The IPD-IMGT/HLA Database is composed of sequence entries. Each entry corresponds to a single contiguous sequence as contributed or reported in the literature. In some cases, entries have been assembled from several papers reporting overlapping sequence regions. Conversely a single paper often provides data for several entries.
Structure of an Entry
The entries in the database are structured so as to be usable by human readers as well as by computer programs. The explanations, descriptions, classifications and other comments are in ordinary English, and the symbols and formatting employed for the base sequences themselves have been chosen for readability. Wherever possible, symbols familiar to molecular biologists have been used. At the same time, the structure is systematic enough to allow computer programs easily to read, identify, and manipulate the various types of data included.

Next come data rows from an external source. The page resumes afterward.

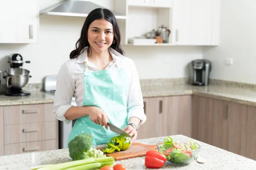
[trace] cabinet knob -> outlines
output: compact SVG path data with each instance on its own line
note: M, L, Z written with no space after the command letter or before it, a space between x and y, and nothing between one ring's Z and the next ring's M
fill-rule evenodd
M39 150L40 147L39 146L34 146L33 147L23 147L23 152L32 151L33 150Z
M24 109L22 110L22 113L38 113L38 110L37 109Z
M143 102L143 104L144 105L144 113L145 113L145 114L146 114L146 102Z
M159 114L163 113L163 101L159 101Z
M176 30L176 41L179 41L179 30Z
M27 132L37 132L39 130L39 128L24 128L22 130L22 132L27 133Z
M29 25L29 39L33 39L33 25Z

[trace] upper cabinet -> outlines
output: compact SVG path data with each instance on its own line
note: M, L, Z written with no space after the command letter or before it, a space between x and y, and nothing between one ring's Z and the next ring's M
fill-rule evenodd
M37 0L1 0L0 23L0 43L37 42Z
M220 0L173 0L172 42L177 45L217 45Z
M127 0L131 6L171 7L172 0Z
M119 23L125 29L122 43L134 45L218 45L220 6L220 0L127 0L128 18ZM163 32L160 28L162 26L165 28ZM160 35L159 32L162 32ZM161 40L157 42L160 43L155 43L153 40L148 40L156 36L163 37L164 43Z

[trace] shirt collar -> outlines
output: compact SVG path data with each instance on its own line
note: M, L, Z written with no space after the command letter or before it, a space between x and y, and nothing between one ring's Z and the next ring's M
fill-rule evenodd
M87 56L87 50L88 47L85 47L83 49L80 55L78 56L77 61L76 62L79 63L82 63L84 62L88 61L88 56ZM119 61L122 58L124 57L121 54L114 50L112 48L110 47L108 48L108 51L110 53L114 62L116 63L117 65L117 66L119 66Z

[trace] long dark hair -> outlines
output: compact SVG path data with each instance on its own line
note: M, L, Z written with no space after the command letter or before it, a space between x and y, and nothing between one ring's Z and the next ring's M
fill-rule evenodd
M108 9L97 8L92 11L86 17L83 28L82 28L80 37L76 43L76 49L72 51L70 54L70 59L73 59L76 57L80 54L81 51L84 47L89 46L90 44L87 38L89 26L95 20L102 19L107 20L113 26L113 39L115 42L114 43L111 45L110 47L122 55L124 55L124 52L120 45L121 34L116 17Z

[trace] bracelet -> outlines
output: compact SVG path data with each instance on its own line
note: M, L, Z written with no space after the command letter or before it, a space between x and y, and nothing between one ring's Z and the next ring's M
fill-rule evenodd
M134 129L135 129L136 130L137 130L137 129L138 129L138 128L137 128L137 126L136 126L135 124L134 124L134 123L129 123L129 124L128 124L128 125L127 125L127 126L128 126L128 125L130 125L131 126L132 126L133 128L134 128Z

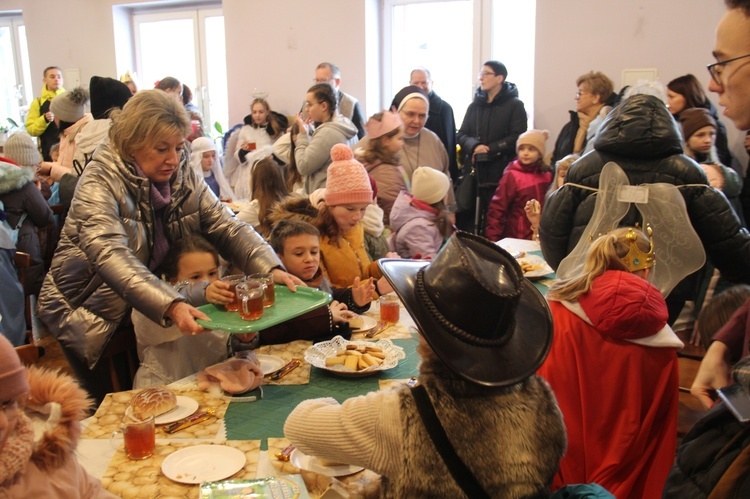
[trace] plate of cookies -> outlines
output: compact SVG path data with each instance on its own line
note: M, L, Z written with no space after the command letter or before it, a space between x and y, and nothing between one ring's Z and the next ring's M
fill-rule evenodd
M526 254L523 257L518 258L516 261L518 262L518 265L521 266L523 276L527 279L544 277L555 272L552 267L544 261L544 258L539 255Z
M396 367L404 358L404 349L391 340L348 341L341 336L316 343L305 352L305 361L345 377L370 376Z

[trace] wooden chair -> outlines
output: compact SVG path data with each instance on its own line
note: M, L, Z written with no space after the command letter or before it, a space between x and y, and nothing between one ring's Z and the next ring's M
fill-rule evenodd
M23 251L16 251L13 255L13 263L18 271L18 280L23 289L26 289L26 269L31 266L31 255ZM44 355L44 348L34 343L34 335L31 331L31 297L24 291L24 319L26 321L27 345L16 347L16 353L21 362L26 365L34 364Z

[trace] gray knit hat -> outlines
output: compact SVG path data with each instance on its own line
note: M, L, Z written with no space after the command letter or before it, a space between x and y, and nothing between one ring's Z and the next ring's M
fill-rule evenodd
M28 133L19 130L5 141L3 156L21 166L36 166L42 162L39 149Z
M86 113L85 107L88 101L88 91L83 87L76 87L52 99L49 110L60 121L75 123L83 118L83 115Z

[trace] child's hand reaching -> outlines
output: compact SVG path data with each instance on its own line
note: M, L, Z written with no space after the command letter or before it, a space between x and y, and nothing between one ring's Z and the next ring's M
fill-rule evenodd
M229 290L229 283L216 280L206 287L206 301L217 305L226 305L234 300L234 293Z
M526 206L523 207L523 211L526 212L526 218L531 222L531 228L535 229L539 227L539 220L542 218L542 205L536 199L531 199L526 202Z
M346 308L346 304L339 303L336 300L333 300L331 304L328 305L328 308L331 310L334 324L338 322L347 322L356 315L354 312L350 312Z
M354 284L352 285L352 299L354 303L360 307L364 307L372 301L373 291L375 291L375 283L373 283L372 277L362 282L360 282L359 277L354 278Z

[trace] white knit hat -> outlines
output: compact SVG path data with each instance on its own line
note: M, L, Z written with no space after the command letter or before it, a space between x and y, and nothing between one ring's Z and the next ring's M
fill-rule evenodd
M42 156L31 135L19 130L5 141L3 156L21 166L36 166L42 162Z
M448 176L429 166L420 166L411 177L411 193L417 201L435 204L442 201L451 187Z

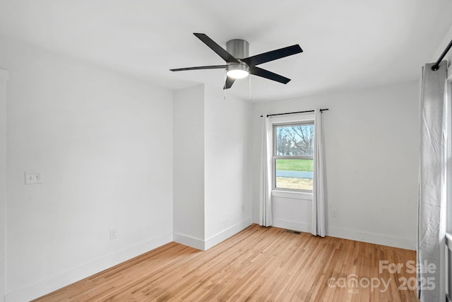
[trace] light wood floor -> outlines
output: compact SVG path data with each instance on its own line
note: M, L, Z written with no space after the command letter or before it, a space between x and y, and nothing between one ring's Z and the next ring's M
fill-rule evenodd
M166 244L37 301L418 301L406 266L415 257L252 225L204 252ZM390 274L381 260L403 267Z

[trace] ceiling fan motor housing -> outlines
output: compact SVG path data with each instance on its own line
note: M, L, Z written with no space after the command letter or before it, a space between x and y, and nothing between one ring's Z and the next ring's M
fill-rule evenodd
M248 41L241 39L230 40L226 42L226 50L234 58L239 59L240 63L227 63L226 71L243 70L249 73L249 67L242 62L241 59L249 57L249 43Z

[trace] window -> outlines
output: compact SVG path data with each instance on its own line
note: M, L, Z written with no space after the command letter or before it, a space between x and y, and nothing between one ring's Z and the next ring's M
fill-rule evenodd
M275 189L312 191L314 123L273 125Z

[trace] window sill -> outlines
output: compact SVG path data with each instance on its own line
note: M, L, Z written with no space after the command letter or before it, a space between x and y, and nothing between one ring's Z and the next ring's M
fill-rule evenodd
M312 192L285 191L282 190L273 190L271 196L274 197L292 198L294 199L312 200Z

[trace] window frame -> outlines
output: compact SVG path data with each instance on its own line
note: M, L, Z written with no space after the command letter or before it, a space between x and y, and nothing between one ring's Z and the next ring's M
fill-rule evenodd
M276 187L276 160L277 159L311 159L314 161L314 154L311 156L278 156L276 155L276 128L280 126L300 126L300 125L312 125L314 127L314 131L316 131L316 125L314 122L314 119L307 120L290 120L287 122L272 122L271 124L271 136L272 136L272 184L273 191L284 191L284 192L293 192L299 193L312 193L312 190L303 190L303 189L290 189L285 187Z

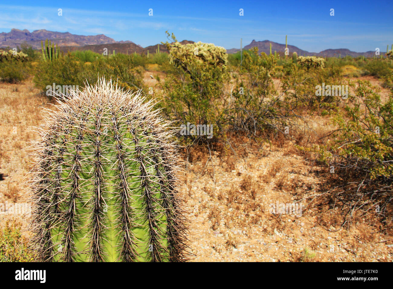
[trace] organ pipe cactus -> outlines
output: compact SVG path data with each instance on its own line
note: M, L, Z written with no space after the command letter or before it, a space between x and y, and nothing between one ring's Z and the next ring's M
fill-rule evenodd
M103 78L59 103L32 146L39 259L186 261L171 123Z
M55 46L53 43L51 44L50 40L48 43L48 40L45 40L45 46L44 47L44 43L41 40L41 49L42 52L42 57L45 61L49 59L50 61L53 61L54 59L59 58L60 55L60 50L59 49L57 44L56 44L56 51L55 51Z

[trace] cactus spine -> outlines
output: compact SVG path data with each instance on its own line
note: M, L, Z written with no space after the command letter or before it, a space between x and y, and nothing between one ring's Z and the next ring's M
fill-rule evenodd
M52 61L53 59L59 58L60 50L59 49L57 44L56 44L56 51L55 51L54 44L53 43L51 43L51 44L50 40L49 40L49 43L48 43L47 39L45 40L45 46L44 48L44 43L42 42L42 40L41 40L41 49L42 50L42 57L44 58L44 61L46 61L46 59L48 59Z
M40 260L186 261L170 123L100 79L48 109L31 156Z

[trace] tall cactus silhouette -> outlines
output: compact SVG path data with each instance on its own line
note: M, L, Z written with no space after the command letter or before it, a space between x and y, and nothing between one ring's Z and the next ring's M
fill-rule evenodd
M286 59L286 51L287 51L287 50L288 50L288 43L287 42L287 41L286 41L287 40L287 37L288 37L287 35L285 35L285 59Z
M188 259L175 132L153 105L102 78L47 109L29 182L39 260Z
M48 40L47 39L45 40L45 46L44 47L44 43L42 40L41 40L41 49L42 52L42 57L44 60L46 61L46 59L49 59L50 61L53 61L54 59L57 59L60 55L60 50L59 49L57 44L56 44L56 51L55 51L55 47L53 43L51 45L50 40L48 43Z

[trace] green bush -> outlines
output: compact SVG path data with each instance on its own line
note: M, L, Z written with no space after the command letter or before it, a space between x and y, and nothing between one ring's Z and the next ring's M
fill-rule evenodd
M71 53L76 59L83 62L93 62L103 57L102 54L96 53L91 50L77 50Z
M152 64L156 64L159 65L162 65L165 63L169 62L169 55L167 53L165 52L160 52L160 53L156 53L154 54L151 54L152 57L149 57L148 59L149 63Z
M112 77L121 87L132 90L144 89L143 68L135 66L135 59L132 55L116 54L111 57L99 57L91 63L78 60L76 56L68 53L53 61L40 61L37 65L33 81L42 91L47 86L78 85L82 89L84 83L96 82L99 76Z
M348 222L368 211L385 219L392 216L393 95L382 103L379 89L358 81L354 95L342 109L336 107L334 142L321 151L320 160L332 166L334 184L329 197L341 203Z
M166 45L174 69L162 83L163 100L159 107L179 125L213 125L213 135L217 136L222 124L223 89L227 76L225 49L200 42ZM183 139L186 144L208 140L199 135L185 135Z
M28 240L20 234L20 224L7 220L0 228L0 262L28 262L33 260Z
M323 68L325 67L325 59L315 56L299 56L297 63L301 66L310 68Z
M271 76L278 57L260 54L257 48L243 55L224 114L226 121L231 129L254 134L274 128L281 129L284 123L278 117L281 112L277 105L280 100L273 96L275 92Z
M26 62L7 61L0 62L0 81L16 83L27 78L31 70L31 64Z
M370 61L364 67L371 75L378 77L387 75L393 68L393 66L388 61L378 59Z

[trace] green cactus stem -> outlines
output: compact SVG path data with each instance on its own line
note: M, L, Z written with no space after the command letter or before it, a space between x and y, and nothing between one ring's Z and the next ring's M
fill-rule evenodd
M177 130L154 105L102 78L47 109L29 182L39 260L188 259Z

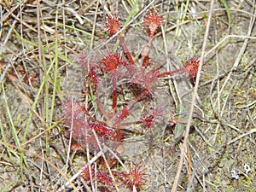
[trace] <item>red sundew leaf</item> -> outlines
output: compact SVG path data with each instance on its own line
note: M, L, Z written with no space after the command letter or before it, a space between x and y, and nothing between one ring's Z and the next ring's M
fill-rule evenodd
M100 61L101 65L99 68L105 72L115 71L120 66L125 66L126 61L121 58L118 54L110 54Z
M118 31L120 30L119 19L115 16L107 15L106 26L108 32L108 35L114 35Z
M150 38L153 38L157 28L162 25L163 18L156 12L156 10L150 9L145 15L144 22L148 26Z

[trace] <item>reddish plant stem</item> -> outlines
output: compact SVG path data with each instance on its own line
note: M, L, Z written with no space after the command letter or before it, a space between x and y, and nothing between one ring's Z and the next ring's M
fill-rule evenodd
M112 109L113 111L113 113L115 114L116 113L116 105L117 105L117 93L116 93L116 76L113 75L112 78L112 84L113 84L113 92L112 92L112 99L113 99L113 103L112 103Z
M143 96L145 96L148 94L148 90L145 90L143 93L141 93L140 95L138 95L137 96L136 96L132 101L131 101L128 105L126 105L124 109L119 113L117 114L114 118L113 118L113 125L115 126L117 124L119 124L122 119L124 119L129 113L129 110L130 108L138 101L140 100Z
M127 48L127 46L126 46L126 44L125 43L124 38L121 35L118 35L118 39L119 40L119 42L120 42L120 44L121 44L121 45L122 45L122 47L124 49L124 51L125 51L125 53L126 55L126 56L128 57L128 60L129 60L130 63L131 65L134 65L135 62L134 62L134 61L133 61L133 59L132 59L132 57L131 57L131 55L130 54L130 51L128 50L128 48Z

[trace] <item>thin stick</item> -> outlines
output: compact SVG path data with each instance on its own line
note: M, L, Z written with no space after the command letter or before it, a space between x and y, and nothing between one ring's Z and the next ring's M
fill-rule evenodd
M177 171L177 173L176 173L176 176L175 176L175 178L174 178L174 182L173 182L171 192L176 192L177 191L178 181L179 181L179 178L180 178L181 170L183 166L183 160L184 160L184 157L185 157L185 149L186 149L187 143L188 143L189 133L189 130L190 130L190 125L191 125L192 115L193 115L193 111L194 111L194 105L195 105L195 98L196 98L196 94L197 94L197 90L198 90L198 85L199 85L199 80L200 80L202 64L203 64L203 58L204 58L205 50L206 50L206 47L207 47L207 40L209 29L210 29L210 24L211 24L213 4L214 4L214 0L211 0L209 17L208 17L207 26L205 37L204 37L204 41L203 41L203 44L202 44L202 48L201 48L201 54L200 61L199 61L198 73L197 73L195 84L195 88L194 88L194 93L193 93L193 97L192 97L192 102L191 102L191 108L190 108L190 110L189 110L189 119L188 119L188 123L187 123L187 125L186 125L186 131L185 131L183 143L183 146L181 148L180 160L179 160L179 163L178 163Z

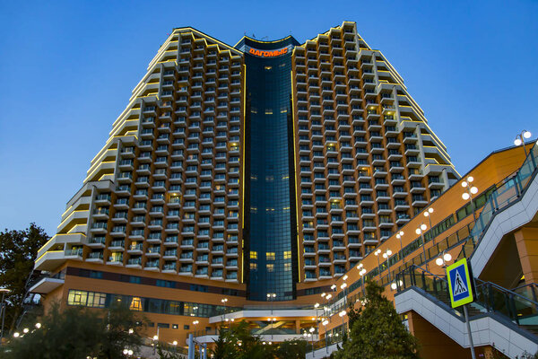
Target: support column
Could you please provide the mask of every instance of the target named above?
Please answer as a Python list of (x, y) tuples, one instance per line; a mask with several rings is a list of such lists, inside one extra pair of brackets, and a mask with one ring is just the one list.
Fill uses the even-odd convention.
[(524, 227), (514, 237), (525, 283), (538, 283), (538, 228)]

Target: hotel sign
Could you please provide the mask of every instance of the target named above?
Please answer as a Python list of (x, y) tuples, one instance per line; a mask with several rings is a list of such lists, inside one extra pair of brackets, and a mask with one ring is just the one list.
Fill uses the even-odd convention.
[(248, 48), (248, 54), (250, 55), (254, 55), (256, 57), (279, 57), (281, 55), (284, 55), (288, 53), (288, 47), (286, 48), (279, 48), (276, 50), (258, 50), (256, 48)]

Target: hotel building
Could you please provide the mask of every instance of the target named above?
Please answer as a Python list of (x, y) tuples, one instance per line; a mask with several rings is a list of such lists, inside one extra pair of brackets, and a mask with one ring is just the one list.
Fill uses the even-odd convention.
[[(487, 173), (477, 198), (521, 165), (517, 151), (477, 167)], [(39, 250), (35, 268), (47, 276), (32, 291), (46, 305), (119, 299), (144, 311), (149, 337), (159, 329), (180, 345), (194, 330), (211, 343), (232, 318), (280, 341), (302, 337), (316, 317), (323, 338), (342, 327), (319, 328), (320, 294), (369, 266), (395, 233), (411, 234), (429, 204), (447, 203), (428, 241), (470, 225), (469, 206), (444, 194), (459, 180), (401, 76), (354, 22), (302, 44), (244, 37), (234, 47), (175, 29)], [(410, 258), (428, 246), (403, 241)], [(387, 285), (382, 267), (367, 276)], [(327, 308), (359, 287), (344, 285)]]

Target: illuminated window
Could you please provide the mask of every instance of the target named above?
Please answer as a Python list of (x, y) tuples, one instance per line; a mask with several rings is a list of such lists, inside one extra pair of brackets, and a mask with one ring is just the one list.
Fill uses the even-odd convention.
[(129, 309), (131, 311), (142, 311), (142, 301), (139, 297), (133, 297)]
[(67, 296), (67, 304), (69, 305), (86, 305), (88, 292), (85, 291), (69, 291)]

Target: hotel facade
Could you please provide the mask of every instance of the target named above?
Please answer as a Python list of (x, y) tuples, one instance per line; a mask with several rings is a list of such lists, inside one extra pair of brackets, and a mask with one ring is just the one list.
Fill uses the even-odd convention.
[[(477, 166), (477, 198), (521, 166), (517, 151)], [(474, 211), (448, 194), (459, 180), (404, 80), (354, 22), (304, 43), (244, 37), (234, 47), (175, 29), (39, 250), (47, 276), (32, 291), (46, 305), (120, 300), (150, 319), (148, 337), (180, 345), (189, 333), (211, 343), (232, 319), (273, 341), (310, 328), (312, 339), (335, 337), (332, 316), (361, 282), (326, 294), (355, 267), (388, 288), (381, 272), (394, 279), (393, 263), (404, 270), (436, 236), (470, 231)], [(441, 202), (417, 245), (406, 228)], [(374, 254), (388, 243), (397, 253), (386, 271)]]

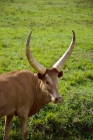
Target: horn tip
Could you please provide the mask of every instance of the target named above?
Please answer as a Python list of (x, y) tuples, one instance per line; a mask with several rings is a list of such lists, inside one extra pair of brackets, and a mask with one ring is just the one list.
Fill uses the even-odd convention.
[(72, 30), (72, 32), (73, 32), (73, 41), (75, 41), (75, 32), (74, 30)]

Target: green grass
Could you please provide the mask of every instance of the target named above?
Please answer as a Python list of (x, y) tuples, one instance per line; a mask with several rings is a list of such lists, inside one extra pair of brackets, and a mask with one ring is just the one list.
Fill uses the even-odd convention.
[[(59, 91), (63, 103), (50, 103), (29, 118), (31, 140), (93, 139), (93, 2), (92, 0), (1, 0), (0, 73), (30, 69), (25, 44), (30, 30), (35, 58), (50, 68), (76, 33), (74, 51), (62, 69)], [(0, 120), (0, 139), (4, 118)], [(10, 140), (20, 140), (14, 118)]]

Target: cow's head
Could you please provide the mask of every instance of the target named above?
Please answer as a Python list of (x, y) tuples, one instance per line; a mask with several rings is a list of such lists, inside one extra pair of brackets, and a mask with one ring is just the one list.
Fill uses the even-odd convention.
[(62, 98), (58, 92), (58, 78), (63, 75), (61, 68), (64, 66), (65, 62), (72, 53), (75, 44), (75, 33), (73, 32), (73, 37), (71, 44), (64, 55), (53, 65), (51, 69), (46, 69), (40, 63), (38, 63), (30, 52), (30, 32), (27, 43), (26, 43), (26, 56), (31, 64), (31, 66), (38, 72), (38, 78), (41, 79), (41, 89), (45, 96), (50, 96), (50, 100), (54, 103), (61, 102)]

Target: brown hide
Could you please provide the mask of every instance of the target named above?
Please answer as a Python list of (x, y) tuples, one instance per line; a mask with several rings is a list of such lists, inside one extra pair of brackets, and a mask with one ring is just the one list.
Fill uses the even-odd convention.
[[(36, 100), (42, 98), (39, 89), (40, 80), (29, 71), (16, 71), (0, 75), (0, 117), (22, 115), (29, 112)], [(37, 91), (39, 96), (37, 95)], [(45, 104), (49, 102), (46, 99)], [(41, 104), (41, 103), (40, 103)], [(34, 108), (34, 107), (33, 107)], [(37, 107), (29, 114), (34, 114)], [(35, 112), (34, 112), (34, 111)]]
[(44, 75), (28, 70), (0, 75), (0, 117), (6, 116), (3, 140), (7, 140), (14, 115), (20, 119), (22, 139), (27, 139), (27, 119), (43, 105), (60, 102), (58, 71), (47, 70)]

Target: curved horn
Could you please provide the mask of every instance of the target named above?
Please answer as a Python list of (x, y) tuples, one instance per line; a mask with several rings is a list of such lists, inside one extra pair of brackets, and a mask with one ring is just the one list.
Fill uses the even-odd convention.
[(63, 56), (53, 65), (53, 68), (56, 68), (58, 71), (61, 70), (61, 68), (64, 66), (65, 62), (70, 57), (73, 51), (74, 44), (75, 44), (75, 32), (73, 30), (72, 32), (73, 32), (73, 37), (70, 46), (68, 47), (67, 51), (63, 54)]
[(40, 74), (44, 74), (46, 72), (46, 68), (39, 64), (35, 58), (33, 57), (32, 53), (30, 52), (30, 36), (31, 36), (32, 31), (30, 32), (28, 38), (27, 38), (27, 43), (26, 43), (26, 56), (27, 59), (30, 63), (30, 65)]

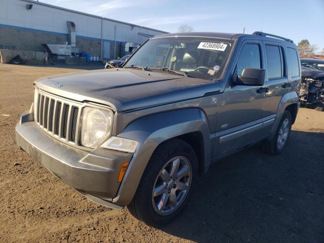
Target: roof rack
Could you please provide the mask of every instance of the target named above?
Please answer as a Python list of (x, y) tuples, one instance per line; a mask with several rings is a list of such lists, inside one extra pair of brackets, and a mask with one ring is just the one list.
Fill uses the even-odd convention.
[(284, 37), (279, 36), (278, 35), (275, 35), (274, 34), (269, 34), (268, 33), (264, 33), (261, 31), (255, 31), (252, 34), (255, 34), (256, 35), (260, 35), (261, 36), (273, 37), (274, 38), (277, 38), (277, 39), (283, 39), (284, 40), (286, 40), (286, 42), (294, 43), (294, 42), (290, 39), (288, 39), (287, 38), (285, 38)]

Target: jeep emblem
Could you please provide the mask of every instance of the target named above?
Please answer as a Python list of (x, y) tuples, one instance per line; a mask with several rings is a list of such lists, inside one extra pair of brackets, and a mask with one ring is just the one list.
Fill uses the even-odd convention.
[(53, 84), (53, 86), (54, 87), (61, 88), (62, 86), (63, 86), (63, 85), (59, 83), (55, 83), (54, 84)]

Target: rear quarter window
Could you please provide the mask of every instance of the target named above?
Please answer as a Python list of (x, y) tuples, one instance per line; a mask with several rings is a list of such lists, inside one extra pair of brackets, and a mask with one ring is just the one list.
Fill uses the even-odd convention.
[(298, 64), (298, 56), (295, 49), (287, 48), (287, 56), (290, 67), (290, 74), (292, 77), (299, 76), (299, 65)]

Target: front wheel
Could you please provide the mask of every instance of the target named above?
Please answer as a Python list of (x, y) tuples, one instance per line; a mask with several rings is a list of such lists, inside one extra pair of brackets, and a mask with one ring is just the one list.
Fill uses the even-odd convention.
[(168, 223), (188, 204), (197, 173), (188, 144), (174, 139), (163, 144), (150, 159), (129, 210), (148, 225)]

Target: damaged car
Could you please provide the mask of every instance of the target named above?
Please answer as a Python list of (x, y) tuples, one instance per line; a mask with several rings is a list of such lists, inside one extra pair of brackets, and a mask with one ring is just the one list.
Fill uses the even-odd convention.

Each entry in the database is composed of lines. Different types of lines, each with its own format, are used to record the various types of data which make up the entry. In general, fixed format items have been kept to a minimum, and a more syntax-oriented structure adopted for the lines. The two exceptions to this are the sequence data lines and the feature table lines, for which a fixed format was felt to offer significant advantages to the user. Users who write programs to process the database should not assume anything about the column placement of items on lines other than these two: all other line types are free-format.
Note that each line begins with a two-character line code, which indicates the type of information contained in the line. The currently used line types, along with their respective line codes, are listed below:
- ID - identification (begins each entry; 1 per entry)
- AC - accession number (1 per entry)
- DT - date (3 per entry)
- DE - description (>=1 per entry)
- KW - keyword (>=1 per entry)
- OS - organism species (1 per entry)
- OC - organism classification (1 per entry)
- RN - reference number (>=1 per entry)
- RC - reference comment (>=0 per entry)
- RP - reference positions (>=1 per entry)
- RX - reference cross-reference (>=0 per entry)
- RA - reference author(s) (>=1 per entry)
- RT - reference title (>=1 per entry)
- RL - reference location (>=1 per entry)
- DR - database cross-reference (>=1 per entry)
- FH - feature table header (>=1 per entry)
- FT - feature table data (>=0 per entry)
- CC - comments or notes (1 per entry)
- XX - spacer line (many per entry)
- SQ - sequence header (1 per entry)
- bb - (blanks) sequence data (>=1 per entry)
- // - termination line (ends each entry; 1 per entry)
A sample entry is shown below:
ID HLA00001 standard; DNA; HUM; 3554 BP.
DT 01-AUG-1989 (Rel. 1.0.0, Created, Version 1)
DT 16-DEC-1998 (Rel. 1.0.0, Sequence Updated, Version 1)
DT 15-JAN-2010 (Rel. 3.00.0, Current Release, Version 1)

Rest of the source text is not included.